Особенно воняло вокруг кузницы — или того, что гордо называли кузницей. В ней полуослепший циклоп целыми днями лупил по железу, от которого искры летели в разные стороны. Его молот был настолько тяжёл, что земля дрожала с каждым ударом. Впрочем, качество оружия, которое выходило из-под его рук, было спорным — но никто не осмеливался говорить ему это в лицо.
На общем фоне выделялись только три постройки, которые и создавали хоть какое-то ощущение порядка в этом балагане. Первая — крепостная стена. Точнее, частокол из трёхметровых кольев, вбитых в землю по кругу. Снаружи он выглядел так, словно его строили пьяные орки и трезвые гоблины одновременно, но, надо признать, стенка внушала уважение. Дважды на неё нападали — один раз лесные огоньки привели сюда целую стаю волколаков, другой раз — местные бандиты решили “поживиться”. Ни те, ни другие обратно не ушли.
Вторая постройка — таверна. Она стояла ближе к центру и была сделана добротно, явно не руками местных лентяев. Говорили, что когда-то её построил наёмный плотник за щедрую плату, а потом его же там и повесили — за то, что он слишком много знал. Внутри таверны всегда стоял шум: гул голосов, звон кружек, вонь дешёвого пойла и перегара. Там решались мелкие ссоры, заключались сделки и часто находили себе похмельную смерть.

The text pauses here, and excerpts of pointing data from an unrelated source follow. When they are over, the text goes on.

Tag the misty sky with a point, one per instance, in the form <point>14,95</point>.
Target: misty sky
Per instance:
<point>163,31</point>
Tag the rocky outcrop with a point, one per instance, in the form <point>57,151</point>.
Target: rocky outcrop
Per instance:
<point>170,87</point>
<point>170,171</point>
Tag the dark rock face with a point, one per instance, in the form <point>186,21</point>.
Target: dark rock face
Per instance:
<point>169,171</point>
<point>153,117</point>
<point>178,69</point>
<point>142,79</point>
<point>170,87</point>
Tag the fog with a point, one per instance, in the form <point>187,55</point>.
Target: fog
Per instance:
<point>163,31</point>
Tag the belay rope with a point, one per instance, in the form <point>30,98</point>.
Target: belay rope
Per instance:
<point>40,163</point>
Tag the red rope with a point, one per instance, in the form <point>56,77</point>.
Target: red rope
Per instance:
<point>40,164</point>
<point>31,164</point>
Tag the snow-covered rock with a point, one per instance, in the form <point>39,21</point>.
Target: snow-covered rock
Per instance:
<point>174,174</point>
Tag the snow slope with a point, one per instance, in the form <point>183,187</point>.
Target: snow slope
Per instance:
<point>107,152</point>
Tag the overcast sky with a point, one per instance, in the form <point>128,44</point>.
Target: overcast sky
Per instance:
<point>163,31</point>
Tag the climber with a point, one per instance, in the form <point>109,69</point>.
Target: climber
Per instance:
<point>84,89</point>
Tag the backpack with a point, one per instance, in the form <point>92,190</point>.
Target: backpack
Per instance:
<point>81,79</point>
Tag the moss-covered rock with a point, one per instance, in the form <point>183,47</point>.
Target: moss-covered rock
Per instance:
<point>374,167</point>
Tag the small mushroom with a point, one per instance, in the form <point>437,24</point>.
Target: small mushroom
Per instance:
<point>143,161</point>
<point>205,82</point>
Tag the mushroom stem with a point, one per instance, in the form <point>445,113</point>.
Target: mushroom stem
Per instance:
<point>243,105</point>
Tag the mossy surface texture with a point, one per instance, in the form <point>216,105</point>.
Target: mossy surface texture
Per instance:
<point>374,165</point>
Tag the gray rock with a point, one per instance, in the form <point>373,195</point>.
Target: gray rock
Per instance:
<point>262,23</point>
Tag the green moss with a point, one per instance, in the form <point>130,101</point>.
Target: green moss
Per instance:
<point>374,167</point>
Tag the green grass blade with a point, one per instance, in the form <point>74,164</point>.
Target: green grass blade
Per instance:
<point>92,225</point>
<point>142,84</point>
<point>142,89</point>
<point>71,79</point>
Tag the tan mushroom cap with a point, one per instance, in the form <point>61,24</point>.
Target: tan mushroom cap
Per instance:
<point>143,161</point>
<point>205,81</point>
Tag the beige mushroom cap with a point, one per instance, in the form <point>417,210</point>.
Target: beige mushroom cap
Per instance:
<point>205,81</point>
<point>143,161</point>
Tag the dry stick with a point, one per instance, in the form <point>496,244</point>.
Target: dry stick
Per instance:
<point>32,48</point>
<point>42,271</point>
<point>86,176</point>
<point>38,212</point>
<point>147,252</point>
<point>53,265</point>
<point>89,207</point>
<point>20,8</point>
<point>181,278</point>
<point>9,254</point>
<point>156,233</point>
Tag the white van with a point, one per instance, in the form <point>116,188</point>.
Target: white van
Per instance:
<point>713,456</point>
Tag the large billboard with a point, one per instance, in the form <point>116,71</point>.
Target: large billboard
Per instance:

И, наконец, Зал совета. Большой шатёр, сшитый из десятков полотнищ, скреплённых шипами и кожаными ремнями. На его вершине торчал флаг Burz-Hai. Флаг Burz-Hai сразу бросался в глаза. На чёрном, закопчённом полотнище в центре красовалась красная четырёхконечная звезда — острая, будто вырезанная из крови и стали. Между её лучами, словно тень, пробившаяся наружу, была вписана ещё одна звезда — белая, тоже четырёхконечная, но чуть меньше, как будто прячущаяся внутри красной.
Говорили, что красная звезда символизировала ярость, кровь и силу клана, а белая — холодный расчёт, хитрость и тень, что всегда скрывается за грубой работой. Вместе они напоминали о том, что Burz-Hai никогда не действовали только грубой силой или только хитростью. Их сила была именно в сочетании: удар и обман, кровь и разум, нож в сердце и яд в кубке.
На ветру флаг колыхался так, будто обе звезды спорили друг с другом за место под солнцем. Кто-то видел в этом предвестие будущих раздоров в клане, а кто-то — символ того, что Burz-Hai всегда будут жить на грани, балансируя между силой и предательством. Там собирался глава клана и его приближённые, чтобы решать дела — от новых заказов до вопроса, кто будет мыть котлы после пиршества.
Лагерь Burz-Hai жил своей шумной, вонючей и опасной жизнью. И каждый, кто входил сюда, сразу понимал: если он здесь чужак, то надолго он чужаком не останется. Либо станешь своим, либо станешь удобрением для здешних грибов.